さっきから何故、顔面濡れたままなのかと疑問に思ってたが

私は手元にあったタオルを投げ渡した。

辰馬は受け取り、拭き残しがないよう顔面をしっかり拭いた。

「ふぅ。それで話というのはな、おまんさんのことじゃ」

私?

「ヅラも言っとったんじゃが、おまんなかなか笑わないじゃろ」

「……」

雅は辰馬とは正反対で、冷淡である。
彼女なりにツッコミやボケはやるが、表情も冷たく感情も豊かではない。

「私は多分、そういう面は他人より乏しいのかもしれない」

本人も自覚はしてるらしい。

「なるほど。ま、だからどうしろとは言わん。性格は人それぞれじゃ。皆違う色を帯びとるからの」

「色?」

私は“色”という言葉にやけに惹かれた

「同じ人間でも持っとる色はそれぞれじゃ。人には違う短所も長所もある」

辰馬の話を聞いて、思うことがある

その話は一見、楽観的で大したことではなさそうであるが、それは時には奥深く、人の心も動かせそうな力を持ってるかもしれないと

“商人”(サギ師)だから話上手ってこと

(脳天気バカって言ったこと取り消すか…)

「じゃから、ぶつかり合い喧嘩になることもある。それでも酒を酌み交わし、分かり合えることもある。ようするに、十人十色じゃ」

十人十色…

よく聞く言葉だ。確か、意味は


“人によって様々な異なる性質がある”


“喧嘩”と聞くと、銀と晋助のことを思い浮かべる…
アイツららしいっちゃらしいが…

「どちらにせよ、わしが昨日見たのは黙っとく。
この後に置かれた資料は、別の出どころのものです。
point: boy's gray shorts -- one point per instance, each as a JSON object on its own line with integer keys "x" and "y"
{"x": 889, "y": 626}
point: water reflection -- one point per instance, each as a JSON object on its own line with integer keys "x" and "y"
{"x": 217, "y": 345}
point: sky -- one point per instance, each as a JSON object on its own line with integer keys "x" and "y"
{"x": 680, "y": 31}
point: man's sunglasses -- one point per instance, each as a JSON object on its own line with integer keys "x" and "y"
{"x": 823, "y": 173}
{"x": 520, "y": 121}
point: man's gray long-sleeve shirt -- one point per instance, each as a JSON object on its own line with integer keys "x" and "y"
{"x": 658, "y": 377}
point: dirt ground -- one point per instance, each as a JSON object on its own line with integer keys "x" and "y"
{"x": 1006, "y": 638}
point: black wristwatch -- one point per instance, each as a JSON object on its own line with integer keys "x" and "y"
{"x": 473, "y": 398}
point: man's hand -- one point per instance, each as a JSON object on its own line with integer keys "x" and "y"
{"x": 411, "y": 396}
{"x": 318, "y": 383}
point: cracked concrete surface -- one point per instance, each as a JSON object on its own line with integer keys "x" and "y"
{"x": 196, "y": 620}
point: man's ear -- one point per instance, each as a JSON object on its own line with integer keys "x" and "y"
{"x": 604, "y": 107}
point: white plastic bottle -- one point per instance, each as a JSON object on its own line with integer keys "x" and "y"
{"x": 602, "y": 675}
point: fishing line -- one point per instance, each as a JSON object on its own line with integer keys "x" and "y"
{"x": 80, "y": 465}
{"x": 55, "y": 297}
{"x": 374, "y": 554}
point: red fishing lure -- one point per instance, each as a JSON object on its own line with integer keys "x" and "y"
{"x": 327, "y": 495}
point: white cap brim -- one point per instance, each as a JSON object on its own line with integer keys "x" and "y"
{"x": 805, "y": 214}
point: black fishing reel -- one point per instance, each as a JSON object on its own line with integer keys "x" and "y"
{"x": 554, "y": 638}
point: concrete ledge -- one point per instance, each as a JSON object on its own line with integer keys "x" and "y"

ヅラが焼き餅妬くかも知れんからの~」

「ヅラが?」

「知らんと思うが、アイツおまんのこといつも気にかけて。おまんが戦に出る日も、いっつもそわそわしちょうて」

他人のことを平気に笑いながらペラペラ喋るお調子者

(やっぱりバカだ…)

「ヅラがおまんを心配してるのも、気ィあるのは確かぜよ」

「………」

確かに、初めは周りにこの戦の参加に反対されてた
百歩譲って医療だけならともかく、戦力として戦場に出るのには断固拒否されてた…

(特に小太郎には…)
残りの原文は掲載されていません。